Di Blitar, satuan Mobrig yang dipimpin Kolonel M. Jasin dan sepasukan tentara
dibawah pimpinan Letkol Rivai (dalam Clash II Rivai membelot ke pihak Belanda)
menyerang dan melucuti Batalyon Mustoffa dari Brigade 29 TNI-Masyarakat.

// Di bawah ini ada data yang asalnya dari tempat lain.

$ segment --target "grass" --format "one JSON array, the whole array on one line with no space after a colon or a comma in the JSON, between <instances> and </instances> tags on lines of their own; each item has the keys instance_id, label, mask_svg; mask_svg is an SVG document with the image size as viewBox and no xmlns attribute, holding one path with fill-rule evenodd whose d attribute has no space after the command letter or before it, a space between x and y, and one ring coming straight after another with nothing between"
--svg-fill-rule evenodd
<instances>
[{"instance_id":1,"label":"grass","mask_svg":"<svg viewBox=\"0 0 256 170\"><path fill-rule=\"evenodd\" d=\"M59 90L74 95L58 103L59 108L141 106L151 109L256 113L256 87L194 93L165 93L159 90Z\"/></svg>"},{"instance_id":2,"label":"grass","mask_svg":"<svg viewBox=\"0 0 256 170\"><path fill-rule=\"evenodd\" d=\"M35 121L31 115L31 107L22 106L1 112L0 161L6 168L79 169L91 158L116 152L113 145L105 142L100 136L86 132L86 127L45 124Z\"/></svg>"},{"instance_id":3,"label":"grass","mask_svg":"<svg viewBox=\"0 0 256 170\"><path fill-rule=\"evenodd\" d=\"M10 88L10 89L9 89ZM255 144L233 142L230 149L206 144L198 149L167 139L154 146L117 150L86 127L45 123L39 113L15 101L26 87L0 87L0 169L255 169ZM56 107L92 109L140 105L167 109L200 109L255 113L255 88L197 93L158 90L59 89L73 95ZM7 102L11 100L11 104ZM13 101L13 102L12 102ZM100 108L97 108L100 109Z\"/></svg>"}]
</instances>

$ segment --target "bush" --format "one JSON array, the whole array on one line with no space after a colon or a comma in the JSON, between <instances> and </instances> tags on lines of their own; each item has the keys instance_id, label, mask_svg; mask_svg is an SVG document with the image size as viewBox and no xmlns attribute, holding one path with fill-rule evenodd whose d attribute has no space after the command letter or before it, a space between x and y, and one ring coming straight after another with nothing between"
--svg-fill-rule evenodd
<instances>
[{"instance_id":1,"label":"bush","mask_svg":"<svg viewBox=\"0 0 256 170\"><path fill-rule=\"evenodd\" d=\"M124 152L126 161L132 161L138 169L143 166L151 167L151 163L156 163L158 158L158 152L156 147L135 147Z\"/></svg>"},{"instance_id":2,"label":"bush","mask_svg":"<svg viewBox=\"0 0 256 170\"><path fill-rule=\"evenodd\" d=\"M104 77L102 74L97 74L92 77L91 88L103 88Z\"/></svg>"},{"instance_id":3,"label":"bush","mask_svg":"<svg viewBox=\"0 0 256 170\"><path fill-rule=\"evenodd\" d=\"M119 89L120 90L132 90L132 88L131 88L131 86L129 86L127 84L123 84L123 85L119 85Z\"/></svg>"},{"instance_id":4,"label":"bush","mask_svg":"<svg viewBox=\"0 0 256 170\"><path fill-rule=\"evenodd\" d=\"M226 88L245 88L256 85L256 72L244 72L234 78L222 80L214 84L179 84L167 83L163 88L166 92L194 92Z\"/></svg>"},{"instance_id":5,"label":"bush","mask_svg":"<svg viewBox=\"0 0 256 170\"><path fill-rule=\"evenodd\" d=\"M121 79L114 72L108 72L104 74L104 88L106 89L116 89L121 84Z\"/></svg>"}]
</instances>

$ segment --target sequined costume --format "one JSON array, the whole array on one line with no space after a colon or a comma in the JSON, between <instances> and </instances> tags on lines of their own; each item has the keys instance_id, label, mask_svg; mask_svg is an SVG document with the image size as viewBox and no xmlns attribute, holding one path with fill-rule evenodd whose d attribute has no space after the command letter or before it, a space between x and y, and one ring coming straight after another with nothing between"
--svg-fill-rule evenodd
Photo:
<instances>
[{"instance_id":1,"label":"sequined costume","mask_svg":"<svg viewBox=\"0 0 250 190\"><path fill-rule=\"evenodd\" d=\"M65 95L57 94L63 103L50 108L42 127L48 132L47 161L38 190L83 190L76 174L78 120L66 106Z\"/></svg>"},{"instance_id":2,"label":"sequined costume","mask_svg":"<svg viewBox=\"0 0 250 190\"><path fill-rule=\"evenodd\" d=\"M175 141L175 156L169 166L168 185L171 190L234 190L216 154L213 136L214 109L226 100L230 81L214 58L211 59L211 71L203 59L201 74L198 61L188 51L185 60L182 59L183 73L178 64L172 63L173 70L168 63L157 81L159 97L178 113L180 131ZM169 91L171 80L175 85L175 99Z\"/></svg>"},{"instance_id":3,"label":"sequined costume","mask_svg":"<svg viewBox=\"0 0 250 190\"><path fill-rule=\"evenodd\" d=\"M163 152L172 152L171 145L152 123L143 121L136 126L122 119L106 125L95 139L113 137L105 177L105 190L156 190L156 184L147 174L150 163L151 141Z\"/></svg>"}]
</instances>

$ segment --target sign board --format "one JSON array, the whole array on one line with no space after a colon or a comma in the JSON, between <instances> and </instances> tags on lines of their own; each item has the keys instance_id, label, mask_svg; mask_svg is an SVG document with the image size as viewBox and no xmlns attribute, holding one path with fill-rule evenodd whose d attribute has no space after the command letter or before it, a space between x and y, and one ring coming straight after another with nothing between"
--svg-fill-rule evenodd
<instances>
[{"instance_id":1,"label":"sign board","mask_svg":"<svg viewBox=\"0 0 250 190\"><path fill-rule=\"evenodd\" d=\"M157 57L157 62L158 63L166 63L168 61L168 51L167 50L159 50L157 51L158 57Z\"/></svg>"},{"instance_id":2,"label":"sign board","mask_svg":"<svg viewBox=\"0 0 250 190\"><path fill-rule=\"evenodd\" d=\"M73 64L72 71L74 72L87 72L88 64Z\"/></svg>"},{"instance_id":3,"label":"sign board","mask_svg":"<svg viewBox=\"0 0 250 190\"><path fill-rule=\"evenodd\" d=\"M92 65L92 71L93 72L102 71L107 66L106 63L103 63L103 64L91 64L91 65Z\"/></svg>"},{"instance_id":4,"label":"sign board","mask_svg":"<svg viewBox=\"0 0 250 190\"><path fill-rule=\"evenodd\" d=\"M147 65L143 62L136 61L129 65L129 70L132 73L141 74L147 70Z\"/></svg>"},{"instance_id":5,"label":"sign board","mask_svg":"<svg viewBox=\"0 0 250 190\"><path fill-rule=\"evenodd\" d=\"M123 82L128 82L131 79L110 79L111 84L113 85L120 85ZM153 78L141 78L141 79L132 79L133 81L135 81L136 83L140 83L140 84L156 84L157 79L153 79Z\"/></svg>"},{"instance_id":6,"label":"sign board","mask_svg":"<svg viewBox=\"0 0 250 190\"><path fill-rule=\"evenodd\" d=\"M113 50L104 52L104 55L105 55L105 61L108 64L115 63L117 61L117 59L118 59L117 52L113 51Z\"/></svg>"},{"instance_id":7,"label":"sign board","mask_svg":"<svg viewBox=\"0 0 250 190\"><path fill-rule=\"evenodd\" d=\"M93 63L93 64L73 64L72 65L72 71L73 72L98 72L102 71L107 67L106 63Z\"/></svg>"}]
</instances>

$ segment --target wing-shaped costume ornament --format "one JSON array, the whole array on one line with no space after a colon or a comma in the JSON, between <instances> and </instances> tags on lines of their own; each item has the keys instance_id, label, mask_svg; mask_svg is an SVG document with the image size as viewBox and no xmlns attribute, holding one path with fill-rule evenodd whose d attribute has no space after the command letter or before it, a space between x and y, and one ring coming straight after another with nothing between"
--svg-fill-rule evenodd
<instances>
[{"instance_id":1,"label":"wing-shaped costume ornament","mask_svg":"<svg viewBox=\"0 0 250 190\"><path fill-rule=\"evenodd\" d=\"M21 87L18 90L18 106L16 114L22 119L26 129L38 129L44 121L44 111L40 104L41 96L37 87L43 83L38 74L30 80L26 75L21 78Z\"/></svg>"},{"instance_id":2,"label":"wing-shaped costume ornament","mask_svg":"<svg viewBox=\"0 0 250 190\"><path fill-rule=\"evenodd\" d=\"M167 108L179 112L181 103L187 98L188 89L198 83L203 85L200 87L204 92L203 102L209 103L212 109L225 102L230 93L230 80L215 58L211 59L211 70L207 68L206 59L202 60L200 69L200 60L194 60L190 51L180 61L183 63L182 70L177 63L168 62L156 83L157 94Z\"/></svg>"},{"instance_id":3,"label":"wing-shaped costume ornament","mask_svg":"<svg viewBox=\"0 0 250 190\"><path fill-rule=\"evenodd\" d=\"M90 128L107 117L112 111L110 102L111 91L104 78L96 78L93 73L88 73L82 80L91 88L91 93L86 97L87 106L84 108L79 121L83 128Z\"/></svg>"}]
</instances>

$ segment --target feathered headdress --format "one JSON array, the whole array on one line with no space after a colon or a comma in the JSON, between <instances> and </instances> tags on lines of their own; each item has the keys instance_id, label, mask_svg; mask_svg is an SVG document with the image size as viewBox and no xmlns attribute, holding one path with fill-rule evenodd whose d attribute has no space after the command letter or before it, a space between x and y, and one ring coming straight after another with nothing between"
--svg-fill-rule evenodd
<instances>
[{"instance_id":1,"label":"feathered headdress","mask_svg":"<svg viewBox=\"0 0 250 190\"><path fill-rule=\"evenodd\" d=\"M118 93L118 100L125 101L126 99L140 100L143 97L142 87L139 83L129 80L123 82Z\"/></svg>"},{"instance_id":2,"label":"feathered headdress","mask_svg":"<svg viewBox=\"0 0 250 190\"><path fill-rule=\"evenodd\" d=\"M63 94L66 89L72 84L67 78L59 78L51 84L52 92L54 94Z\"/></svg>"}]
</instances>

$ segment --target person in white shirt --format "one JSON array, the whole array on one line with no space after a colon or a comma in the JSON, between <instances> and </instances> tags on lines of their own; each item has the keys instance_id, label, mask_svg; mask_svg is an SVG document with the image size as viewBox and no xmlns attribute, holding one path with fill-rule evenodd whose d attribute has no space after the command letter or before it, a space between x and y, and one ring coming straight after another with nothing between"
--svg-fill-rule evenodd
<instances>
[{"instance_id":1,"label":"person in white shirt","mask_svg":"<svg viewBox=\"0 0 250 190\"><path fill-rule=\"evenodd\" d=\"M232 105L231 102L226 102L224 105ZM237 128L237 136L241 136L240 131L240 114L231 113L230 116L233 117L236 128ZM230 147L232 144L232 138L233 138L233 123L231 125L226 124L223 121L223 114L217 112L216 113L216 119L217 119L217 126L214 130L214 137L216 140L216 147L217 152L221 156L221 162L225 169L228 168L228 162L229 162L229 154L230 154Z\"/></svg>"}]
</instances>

Komandannya Mayor Mustoffa meloloskan diri, bergabung dengan induk brigadenya
di Madiun.
Pagi hari tanggal 18 September 1948 pasukan tak dikenal berseragam hitam-hitam,
berikat kepala merah dan berlogo tengkorak melakukan tindakan yang mengancam
keselamatan Brigade 29 di Madiun. Merasa keselamatannya terancam, setelah
berkonsultasi dan mendapat persetujuan dari pimpinan PKI yang sedang berada di
Kediri, Brigade 29 bergerak melucuti pasukan tak dikenal ini. Sesudah dilucuti,
mereka dilepaskan. Belakangan diketahui pasukan gelap ini gabungan dari Siliwangi,
Mobrig, GRR dan BB. Kejadian ini kemudian dituduhkan oleh Hatta sebagai
pemberontakan PKI yang dipimpin oleh Musso dan Amir Sjarifuddin.
Tanggal 1 Desember 1948 Amir ditangkap oleh tentara. Tengah malam peralihan
tanggal 19-20 Desember 1948, Amir ditembak mati bersama sepuluh kawannya di
desa Ngaliyan, Karanganyar. Amir tidak pernah diadili atas tuduhan sebagai
pemberontak. Perintah eksekusi terhadap Amir diberikan oleh Hatta kepada Gatot
Subroto, dalam pelaksanaan di lapangan dilakukan oleh regu tembak yang dipimpin
oleh Letnan Klas I (CPM) Mulia Nasution. (S. Kardiman, 21 Maret 2011) Amir
Sjarifuddin, pendiri TNI, mati didepan regu tembak TNI.